We’ll be spending this night in Sarria and tomorrow hiking less than usual (13 km) because a friend of Vic’s named Charlie flew in from British Columbia to meet us in Sarria and walk with us and we don’t want to tax his system too much on the first day. Today the weather finally became sunny and warm again; the day was beautiful, although once the sun went down it became cold again. All the weather reports tell us that the next two or three days will be great, which is a relief after the rain and the cold, but there may be a relapse after that.
The terrain between Burgos and Sarria is quite varied. A long stretch of it consists of the meseta, vast flat areas of farmland that truly are flat in many parts, like the American Midwest.
This relatively featureless landscape is interrupted by occasional cities and towns, like Leon, an interesting city of 130,000 with a castle at its center overlooking a river.
But soon thereafter the meseta gives way to mountains, first dry mountains that resemble the American west, with scrub and reddish soil, and then higher ranges of very green mountains that look almost alpine not only because of their lushness and their rivers, but also because the houses in the towns that are scattered on the hillside are not as close together. At this point we are no longer in the province of Galicia but in Lugo.

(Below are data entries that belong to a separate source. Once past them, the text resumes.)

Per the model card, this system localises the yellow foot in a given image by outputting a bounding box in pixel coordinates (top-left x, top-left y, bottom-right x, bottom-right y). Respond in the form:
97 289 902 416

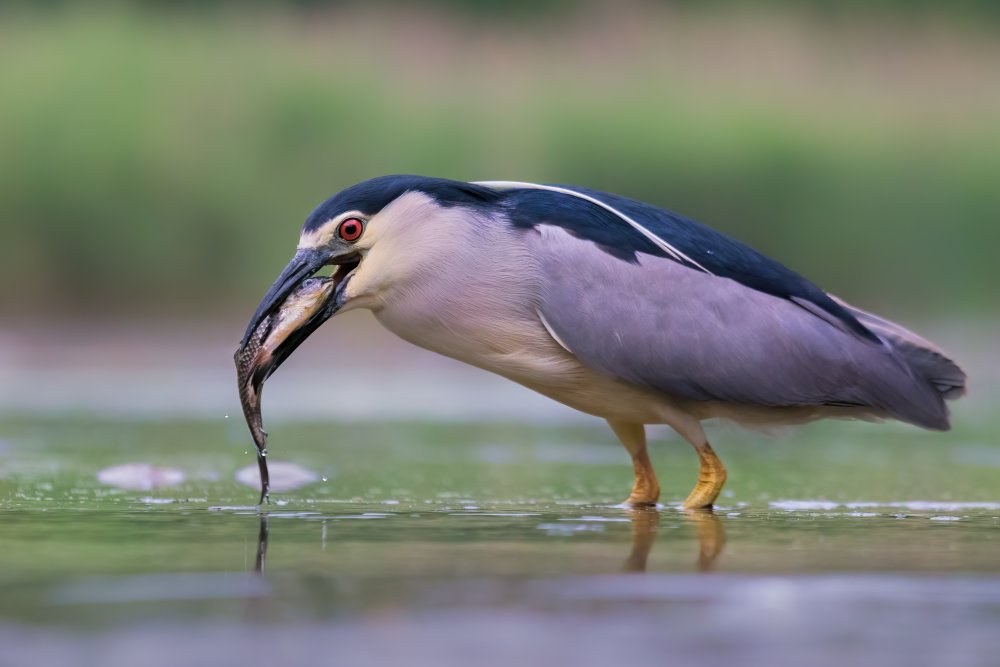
624 488 660 508
682 444 727 509
624 449 660 507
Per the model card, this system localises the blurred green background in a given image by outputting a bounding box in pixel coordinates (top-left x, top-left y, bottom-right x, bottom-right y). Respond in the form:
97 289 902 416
1 0 998 320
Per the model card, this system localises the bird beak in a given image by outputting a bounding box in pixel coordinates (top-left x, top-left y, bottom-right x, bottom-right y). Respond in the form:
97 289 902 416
250 280 342 388
239 248 327 349
238 247 359 386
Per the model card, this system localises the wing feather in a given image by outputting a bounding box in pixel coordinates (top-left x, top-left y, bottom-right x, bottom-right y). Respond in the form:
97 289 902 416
473 180 879 344
474 180 711 271
528 226 949 429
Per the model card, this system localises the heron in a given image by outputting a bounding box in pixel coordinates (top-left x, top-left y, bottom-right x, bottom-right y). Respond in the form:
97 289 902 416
237 175 966 508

Sarria also dates back to medieval times, a city now inhabited by about 12,000. It has a rich pilgrim history and traces its roots back to the Celts, oddly enough. The city is bracketed by two rivers, the Sarria and the Celeiro; we ate local seafood across a short promenade from the Sarria River and it was great.

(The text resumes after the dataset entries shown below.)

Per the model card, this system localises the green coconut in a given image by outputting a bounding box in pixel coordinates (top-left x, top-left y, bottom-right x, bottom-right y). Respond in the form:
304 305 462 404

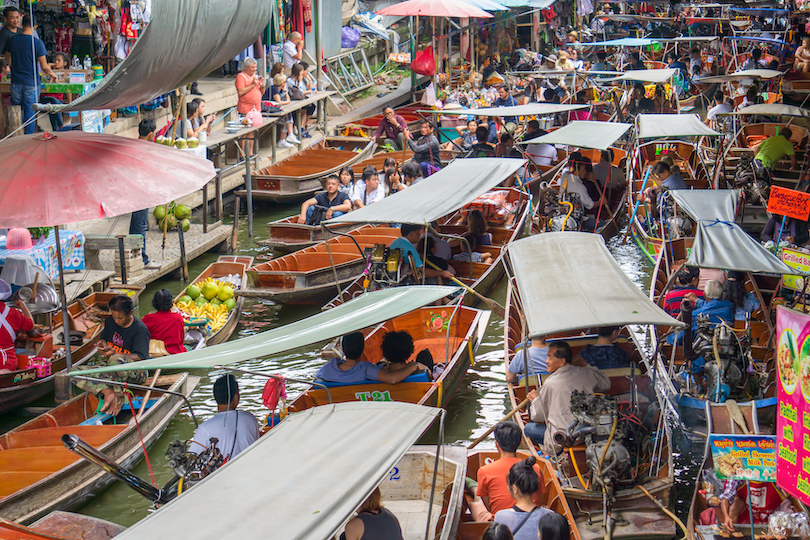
174 204 191 220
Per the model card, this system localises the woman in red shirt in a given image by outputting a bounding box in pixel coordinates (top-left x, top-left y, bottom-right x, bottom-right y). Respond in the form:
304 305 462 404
235 57 265 157
0 279 34 372
141 289 186 355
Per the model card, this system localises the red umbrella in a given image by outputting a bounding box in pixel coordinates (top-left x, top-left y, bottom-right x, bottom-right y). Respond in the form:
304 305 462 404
0 131 215 228
376 0 493 18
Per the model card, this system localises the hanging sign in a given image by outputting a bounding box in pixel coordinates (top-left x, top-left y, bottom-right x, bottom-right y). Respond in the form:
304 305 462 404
766 186 810 221
782 248 810 292
709 435 776 482
776 306 810 504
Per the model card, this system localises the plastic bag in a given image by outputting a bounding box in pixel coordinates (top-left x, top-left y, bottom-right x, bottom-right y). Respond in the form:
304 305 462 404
421 82 437 107
246 107 263 128
341 26 360 48
412 45 435 76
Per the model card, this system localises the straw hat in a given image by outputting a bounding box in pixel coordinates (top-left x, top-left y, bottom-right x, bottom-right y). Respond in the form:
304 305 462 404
557 50 569 60
545 54 558 63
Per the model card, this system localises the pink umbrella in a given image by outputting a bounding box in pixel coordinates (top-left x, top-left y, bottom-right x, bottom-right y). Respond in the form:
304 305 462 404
0 131 215 228
0 130 215 372
376 0 493 18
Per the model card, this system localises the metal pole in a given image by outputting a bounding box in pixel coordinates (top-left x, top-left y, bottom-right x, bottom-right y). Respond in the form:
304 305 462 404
245 137 254 238
315 0 323 99
54 226 73 373
411 16 416 102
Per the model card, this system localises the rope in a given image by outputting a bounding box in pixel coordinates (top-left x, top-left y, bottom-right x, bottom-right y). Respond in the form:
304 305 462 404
124 384 157 486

Church of Santa Marina in Sarria.
Many pilgrims actually start in Sarria because the distance from Sarria to Santiago de Compostela at the end of the Camino is the minimum distance to hike to qualify officially (as indicated by a certificate of completion called a Compostela) as a pilgrim who has hiked the Camino.
Recently I read an amazing book by psychologist Mihaly Csikszentmihalyi called Flow: The Psychology of Optimal Experience, and experiences of the last few days brought it to mind. What Csikszentmihalyi calls the “flow state” is a state we often call, in the vernacular, being “in the zone.” The Buddhists have long called this state “mindfulness.” Whatever one calls it, it means being totally involved in what one is doing while one is doing, with total focus and attention. In this state, consciousness of self drains away and so does consciousness of time. We all feel it when we are involved in an activity we love. Three hours can feel like three minutes. I was thinking about this the last few days because hiking with friends and talking along the way sometimes is so enjoyable that 15 km can seem like 2 or 3; they go by so quickly. This is like being in a flow state, hiking becomes a flow experience. These times complement well the times one hikes in solitude, silence, or both, another of the gratifying ways to experience the Camino in particular and life in general.